PyCaret: Comprehensive Guide and Insights

7 min readSep 22, 2023

In today’s fast-paced world, automation is key. PyCaret offers a streamlined approach to simplify the end-to-end machine learning workflow, making your life easier.

You might wonder, what’s left for you to do? Well, you have the choice to either write everything from scratch or let PyCaret handle the heavy lifting.

Author’s Note:
It’s worth emphasizing that PyCaret is NOT driven by AI but operates based on your directives or default settings.

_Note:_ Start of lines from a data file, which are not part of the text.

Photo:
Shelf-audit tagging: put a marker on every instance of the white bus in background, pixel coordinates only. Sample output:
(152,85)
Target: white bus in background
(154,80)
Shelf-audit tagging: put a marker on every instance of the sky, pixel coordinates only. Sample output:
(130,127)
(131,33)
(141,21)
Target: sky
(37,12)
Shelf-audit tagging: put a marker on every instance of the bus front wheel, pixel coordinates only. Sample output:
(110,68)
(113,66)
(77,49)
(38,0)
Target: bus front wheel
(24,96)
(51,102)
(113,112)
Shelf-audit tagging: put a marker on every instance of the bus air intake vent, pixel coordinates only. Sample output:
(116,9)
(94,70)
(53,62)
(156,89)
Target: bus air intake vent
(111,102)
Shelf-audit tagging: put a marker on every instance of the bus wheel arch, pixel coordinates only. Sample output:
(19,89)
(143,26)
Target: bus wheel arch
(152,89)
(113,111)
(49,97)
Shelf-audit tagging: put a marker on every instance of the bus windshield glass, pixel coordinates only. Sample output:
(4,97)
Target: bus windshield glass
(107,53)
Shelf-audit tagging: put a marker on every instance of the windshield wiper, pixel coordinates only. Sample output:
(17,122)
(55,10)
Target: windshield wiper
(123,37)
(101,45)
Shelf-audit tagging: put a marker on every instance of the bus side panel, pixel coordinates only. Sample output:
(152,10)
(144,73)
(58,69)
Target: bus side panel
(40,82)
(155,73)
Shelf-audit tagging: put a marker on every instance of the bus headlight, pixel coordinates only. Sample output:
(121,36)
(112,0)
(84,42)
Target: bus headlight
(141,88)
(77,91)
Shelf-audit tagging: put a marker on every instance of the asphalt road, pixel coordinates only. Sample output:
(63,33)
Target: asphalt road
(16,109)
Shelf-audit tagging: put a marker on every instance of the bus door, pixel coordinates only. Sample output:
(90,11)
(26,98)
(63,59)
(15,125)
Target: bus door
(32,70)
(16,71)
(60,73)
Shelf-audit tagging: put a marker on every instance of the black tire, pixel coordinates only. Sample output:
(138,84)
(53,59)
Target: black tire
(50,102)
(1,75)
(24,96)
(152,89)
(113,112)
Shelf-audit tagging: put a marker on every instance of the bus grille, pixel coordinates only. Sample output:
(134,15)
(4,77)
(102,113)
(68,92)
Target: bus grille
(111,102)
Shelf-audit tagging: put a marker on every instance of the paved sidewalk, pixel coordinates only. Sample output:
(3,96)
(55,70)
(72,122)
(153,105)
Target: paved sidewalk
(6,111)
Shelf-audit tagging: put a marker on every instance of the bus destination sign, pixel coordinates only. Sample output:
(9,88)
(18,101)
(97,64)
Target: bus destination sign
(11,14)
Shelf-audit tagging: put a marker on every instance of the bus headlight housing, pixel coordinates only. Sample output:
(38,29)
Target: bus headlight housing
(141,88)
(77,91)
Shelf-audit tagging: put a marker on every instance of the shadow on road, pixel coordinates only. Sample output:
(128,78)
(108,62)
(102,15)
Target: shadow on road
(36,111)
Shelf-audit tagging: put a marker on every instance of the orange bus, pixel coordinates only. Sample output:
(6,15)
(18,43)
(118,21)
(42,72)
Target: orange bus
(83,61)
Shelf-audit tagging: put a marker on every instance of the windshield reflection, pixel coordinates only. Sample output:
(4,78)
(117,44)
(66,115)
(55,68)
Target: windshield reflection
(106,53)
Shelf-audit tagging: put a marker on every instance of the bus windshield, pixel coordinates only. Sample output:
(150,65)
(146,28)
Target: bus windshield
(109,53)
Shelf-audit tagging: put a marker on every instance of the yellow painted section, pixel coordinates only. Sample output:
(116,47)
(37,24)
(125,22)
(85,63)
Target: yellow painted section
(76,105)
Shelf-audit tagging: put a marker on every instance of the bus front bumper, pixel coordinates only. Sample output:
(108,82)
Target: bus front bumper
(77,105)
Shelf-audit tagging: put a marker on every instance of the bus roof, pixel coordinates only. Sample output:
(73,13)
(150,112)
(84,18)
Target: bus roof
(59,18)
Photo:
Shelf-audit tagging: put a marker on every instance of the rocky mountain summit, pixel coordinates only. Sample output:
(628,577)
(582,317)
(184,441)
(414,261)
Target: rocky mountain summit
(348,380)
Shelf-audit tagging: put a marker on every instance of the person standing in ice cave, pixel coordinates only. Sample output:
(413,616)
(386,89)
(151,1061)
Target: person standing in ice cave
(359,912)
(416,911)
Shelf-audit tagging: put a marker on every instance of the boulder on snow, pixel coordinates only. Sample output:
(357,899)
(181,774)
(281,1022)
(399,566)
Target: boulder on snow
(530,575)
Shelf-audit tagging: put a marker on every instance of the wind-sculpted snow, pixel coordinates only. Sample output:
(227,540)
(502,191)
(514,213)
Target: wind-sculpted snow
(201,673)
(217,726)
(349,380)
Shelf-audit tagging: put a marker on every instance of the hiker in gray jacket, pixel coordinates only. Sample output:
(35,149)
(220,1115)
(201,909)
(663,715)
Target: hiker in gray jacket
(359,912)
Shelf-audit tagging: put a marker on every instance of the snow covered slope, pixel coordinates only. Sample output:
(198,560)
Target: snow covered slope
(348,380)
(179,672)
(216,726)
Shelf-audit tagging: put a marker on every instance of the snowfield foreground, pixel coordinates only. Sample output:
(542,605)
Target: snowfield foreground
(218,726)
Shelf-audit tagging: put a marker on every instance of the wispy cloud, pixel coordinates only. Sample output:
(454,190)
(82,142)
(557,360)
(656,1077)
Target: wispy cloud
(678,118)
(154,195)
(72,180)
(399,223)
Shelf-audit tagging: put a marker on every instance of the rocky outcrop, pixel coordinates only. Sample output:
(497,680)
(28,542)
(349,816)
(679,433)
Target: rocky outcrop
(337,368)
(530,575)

Let’s dive in and explore its capabilities!

Intended Audience

This blog offers a comprehensive view of every aspect of the PyCaret module. If you are seeking specific functionality within this module, feel free to navigate directly to that section.

What is it?

PyCaret is an open-source, low-code machine learning library in Python that automates machine learning workflows. It is an end-to-end machine learning and model management tool that exponentially speeds up the experiment cycle and makes you more productive.

— official documentation.

What are its functions?

It encompasses tasks such as data preprocessing, handling missing values, detecting outliers, feature selection, training models, choosing the best models, fine-tuning hyperparameters, employing ensemble modeling techniques, and more.

Installation

# installation (might need to install dependencies manually as per requirement)
pip install pycaret

# Full version (PREFERRED)
pip install pycaret[full]

# for jupyter notebook or google colab
# (The exclamation mark (!) in notebooks is used to run shell commands.)
!pip install pycaret[full]

Modules Supported by PyCaret:

Supervised ML:

# pycaret classification
from pycaret.classification import *

# pycaret regression
from pycaret.regression import *

2. Unsupervised ML:

# pycaret clustering
from pycaret.clustering import *

# pycaret anomaly detection
from pycaret.anomaly import *

3. Time Series:

# pycaret time series
from pycaret.time_series import *

Version Checking

# check installed version
import pycaret
pycaret.__version

#Latest as of Sept. 20, 2023 is '3.1.0'

Accessing the Datasets provided by PyCaret:

from pycaret.datasets import get_data

# Displays the list of available datasets
all_datasets = get_data('index')

# Access the required dataset (return type: pandas df)
df = get_data('iris')

Author’s Note:
pre-curated datasets are valuable for learning and experimentation but may not fully represent the complexity and challenges of working with real-world data. Real-world applications often require a more diverse set of skills in data collection, cleaning, and feature engineering to derive meaningful insights.

The image was captured within the Google-Colab environment, utilizing an interactive table widget, and was pre-filtered to display only regression datasets.

Setup() Function

Author’s Note:
This tutorial is centered around Regression Machine Learning task utilizing the ‘insurance’ dataset from pycaret.datasets. For varying Machine Learning tasks (Unsupervised or Time-series), the fundamental structure of the .setup() method will remain consistent; however, specific attributes may be included or excluded to align with the particular use case.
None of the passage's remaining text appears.